As it turns out, unicorns are real – at least, they are in the investment world. Popularized by venture capitalist Aileen Lee, this mystical term refers to any start-up company valued at $1 billion or more. 
 
In 2013, Lee’s seed-stage investment firm, Cowboy Ventures, created a database of these companies, hoping to learn more about what it takes to build a billion-dollar company.  The project focused on U.S.-based tech startups founded in 2003 or later and used data only from publicly available sources. 

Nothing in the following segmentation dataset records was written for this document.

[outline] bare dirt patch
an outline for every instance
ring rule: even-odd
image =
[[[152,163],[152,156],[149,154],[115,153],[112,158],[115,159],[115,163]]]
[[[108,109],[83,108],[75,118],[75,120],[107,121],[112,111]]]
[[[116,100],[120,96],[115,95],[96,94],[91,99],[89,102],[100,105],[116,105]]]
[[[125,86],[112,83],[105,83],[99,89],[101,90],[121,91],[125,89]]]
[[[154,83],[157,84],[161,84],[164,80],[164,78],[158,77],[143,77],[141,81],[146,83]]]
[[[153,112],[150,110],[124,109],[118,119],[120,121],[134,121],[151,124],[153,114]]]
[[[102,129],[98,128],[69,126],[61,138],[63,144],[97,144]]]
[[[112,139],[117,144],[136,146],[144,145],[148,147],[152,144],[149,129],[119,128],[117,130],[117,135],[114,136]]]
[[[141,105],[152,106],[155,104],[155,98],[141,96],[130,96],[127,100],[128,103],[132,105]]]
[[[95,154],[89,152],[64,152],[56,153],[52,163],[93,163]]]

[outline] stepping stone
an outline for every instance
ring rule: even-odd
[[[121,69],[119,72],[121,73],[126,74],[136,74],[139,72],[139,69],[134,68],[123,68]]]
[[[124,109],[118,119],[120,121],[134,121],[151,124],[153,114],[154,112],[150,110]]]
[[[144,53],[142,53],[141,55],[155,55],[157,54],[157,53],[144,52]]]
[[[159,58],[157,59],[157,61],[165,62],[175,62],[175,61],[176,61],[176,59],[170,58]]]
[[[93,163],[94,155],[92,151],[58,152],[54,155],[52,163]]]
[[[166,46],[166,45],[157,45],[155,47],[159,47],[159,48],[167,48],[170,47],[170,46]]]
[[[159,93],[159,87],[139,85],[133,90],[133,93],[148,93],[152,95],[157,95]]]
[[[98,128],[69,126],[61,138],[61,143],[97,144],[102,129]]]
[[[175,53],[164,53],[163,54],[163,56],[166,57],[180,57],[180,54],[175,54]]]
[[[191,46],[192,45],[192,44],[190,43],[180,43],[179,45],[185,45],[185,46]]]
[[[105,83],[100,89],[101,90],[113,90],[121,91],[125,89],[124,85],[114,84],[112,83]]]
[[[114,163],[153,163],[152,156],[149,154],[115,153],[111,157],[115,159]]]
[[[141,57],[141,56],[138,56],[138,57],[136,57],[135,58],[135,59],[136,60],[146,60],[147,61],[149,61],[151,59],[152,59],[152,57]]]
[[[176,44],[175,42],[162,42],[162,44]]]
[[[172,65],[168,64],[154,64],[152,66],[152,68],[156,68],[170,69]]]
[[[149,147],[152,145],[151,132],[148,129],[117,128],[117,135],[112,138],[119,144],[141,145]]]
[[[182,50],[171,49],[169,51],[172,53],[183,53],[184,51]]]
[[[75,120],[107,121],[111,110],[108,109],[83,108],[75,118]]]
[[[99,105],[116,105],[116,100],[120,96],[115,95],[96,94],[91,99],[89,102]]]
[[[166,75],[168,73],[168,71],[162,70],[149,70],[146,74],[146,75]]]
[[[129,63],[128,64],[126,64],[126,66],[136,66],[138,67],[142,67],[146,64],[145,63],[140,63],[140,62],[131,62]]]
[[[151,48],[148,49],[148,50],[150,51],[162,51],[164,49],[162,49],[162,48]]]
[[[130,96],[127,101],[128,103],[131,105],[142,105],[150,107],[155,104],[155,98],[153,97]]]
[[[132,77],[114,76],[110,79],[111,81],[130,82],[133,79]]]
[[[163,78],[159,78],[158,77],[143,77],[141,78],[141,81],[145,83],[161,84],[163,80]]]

In a company blog entry, Lee wrote, “We called these companies ‘unicorns’ because what they had achieved seemed very difficult, rare, and relatively unstudied.”  And they were rare.  At the time, just 39 companies made the cut, less than 0.10% of venture-backed startups, most of them born in the San Francisco area and showing “very little diversity.”       
 
Today, 84 companies have been welcomed into the Unicorn Club, 0.14% of venture-backed startups.  Facebook still stands as the reigning super-unicorn, valued at $100 billion, while decacorns like Pinterest, Uber, and SnapChat trail with values worth more than $10 billion.  
 
Though San Francisco still remains a leader in housing innovative tech companies, areas like New York and L.A. are quickly growing. As entrepreneurs and investors continue to seek opportunities to build big, successful companies, studies like these help us to learn what makes a good company great.